Now your glorious new sketchbook looks like a mix of divine inspiration, mild confusion, and something that might be a potato wearing a hat.
The Reality: A Glorious, Judgement-Free Mess
Here’s the truth: 90% of sketchbooks are chaos in a cover. For every “that could be a finished work” moment, there are five “what even is that” pages. Scribbles, abandoned ideas, ghosts of motivation past. Some pages are brilliant. Some pages are therapy. Some pages just caught your pen because your hand needed to move.
And that’s exactly what a sketchbook is for.
It’s not a portfolio. It’s a playground. A judgement-free zone where bad drawings go to be lovingly ignored. It’s where you try things, fail things, and occasionally draw an entire page of chickens because… you just needed to.
Sketchbooks I Definitely Needed (and Totally Didn't Use)
A brief inventory of artistic optimism
The “Gorgeous Leather One”
Too beautiful to touch. Meant for Important Ideas. Currently lives on a shelf like a fragile museum artifact. Purchased on an art trip to Florence.
The “Cheap One for Messy Stuff”
Ironically still blank because “I didn’t want to waste it on something too messy.”
The “Tiny Travel One”
Bought for spontaneous sketches on location. Took it on one trip. Drew a coffee cup. Retired.
The “Theme-Only Book”
Reserved for botanical studies. Only made it to a single half-finished fern.

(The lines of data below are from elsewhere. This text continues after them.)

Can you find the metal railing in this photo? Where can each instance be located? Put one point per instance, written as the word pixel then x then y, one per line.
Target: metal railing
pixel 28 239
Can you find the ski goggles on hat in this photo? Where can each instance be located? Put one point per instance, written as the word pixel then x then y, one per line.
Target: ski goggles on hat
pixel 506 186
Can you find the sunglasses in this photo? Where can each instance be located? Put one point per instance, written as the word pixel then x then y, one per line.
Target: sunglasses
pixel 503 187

The “Bought in a Rush” Sketchbook
Felt productive buying it. Haven’t seen it since. Might be under the couch.
The “Gifted by Another Artist” One
Full of expectation and good vibes. Too intimidated to open.
The “It Was on Sale” Spiral Pad
Discounted into my heart. Still has the price sticker on. Possibly haunted.
The “Tear-Out Pages” Book
Bought for convenience. Every page now missing. No idea where they went.

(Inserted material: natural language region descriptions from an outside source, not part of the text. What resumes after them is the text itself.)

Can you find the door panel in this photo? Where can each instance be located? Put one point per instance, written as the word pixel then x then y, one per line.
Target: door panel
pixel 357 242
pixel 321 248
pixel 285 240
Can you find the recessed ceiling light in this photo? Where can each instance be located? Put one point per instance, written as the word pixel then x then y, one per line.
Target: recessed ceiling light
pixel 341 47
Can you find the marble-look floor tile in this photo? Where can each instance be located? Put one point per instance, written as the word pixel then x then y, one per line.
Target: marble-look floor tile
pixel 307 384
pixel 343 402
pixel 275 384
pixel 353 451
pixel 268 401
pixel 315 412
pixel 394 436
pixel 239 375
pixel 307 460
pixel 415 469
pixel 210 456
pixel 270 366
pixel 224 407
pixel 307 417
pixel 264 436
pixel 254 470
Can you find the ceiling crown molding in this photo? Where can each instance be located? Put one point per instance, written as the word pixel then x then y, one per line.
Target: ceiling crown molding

The “One I Was Going to Fill in a Month”
Still 97% blank. It's now been three years. But I do still think about it.
The “Backup Book”
Just in case I run out of the others. I never run out of the others.

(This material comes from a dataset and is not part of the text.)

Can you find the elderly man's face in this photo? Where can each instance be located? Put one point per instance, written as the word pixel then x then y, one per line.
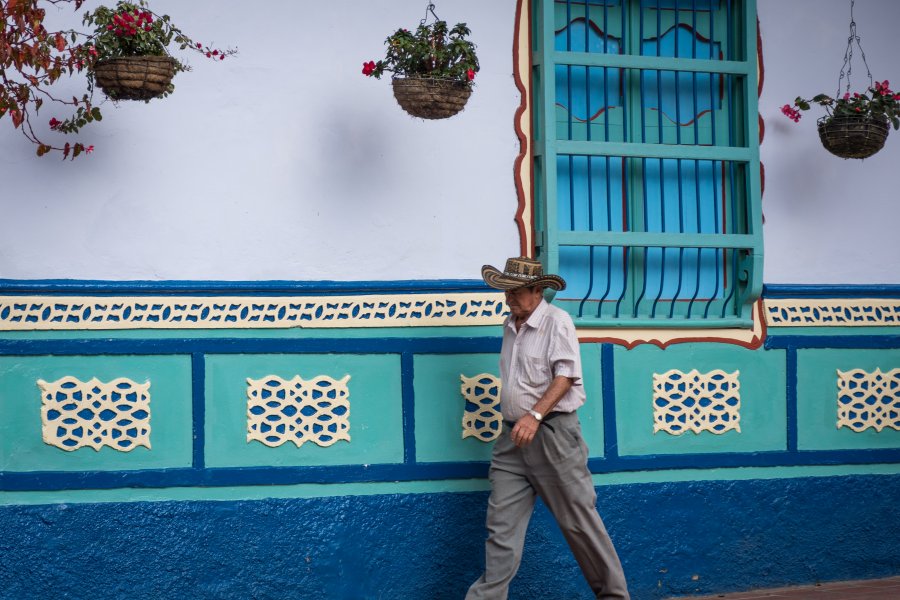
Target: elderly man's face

The Accidental Masterpieces
And yet, amid the doodle debris and half-finished trees, there’s the occasional gem. The drawing that starts as nothing suddenly has life. A gesture sketch that actually works. A colour combo that feels like magic. A scribble that could totally be turned into a painting if you ever find it again under the tea stain.
These little moments are the gold dust. The reminders that creativity doesn’t always show up on command - it sneaks in while you’re distracted.
So when you find one, celebrate it. Take a picture. Frame it, if you must. But remember, it wouldn’t exist without all the chaos that came before it.
Flip It, Laugh, Repeat
The best part? Looking back. Flipping through your old sketchbooks is like scrolling your creative brain’s camera roll. You’ll find work you forgot, ideas you want to revisit, and at least one truly horrific drawing that makes you howl-laugh. Treasure it all.
Your sketchbook isn’t supposed to be perfect. It’s supposed to be yours. Use the fancy ones. Fill the weird ones. Draw potatoes in all of them.
Because the only “wrong” way to use a sketchbook is never to open it.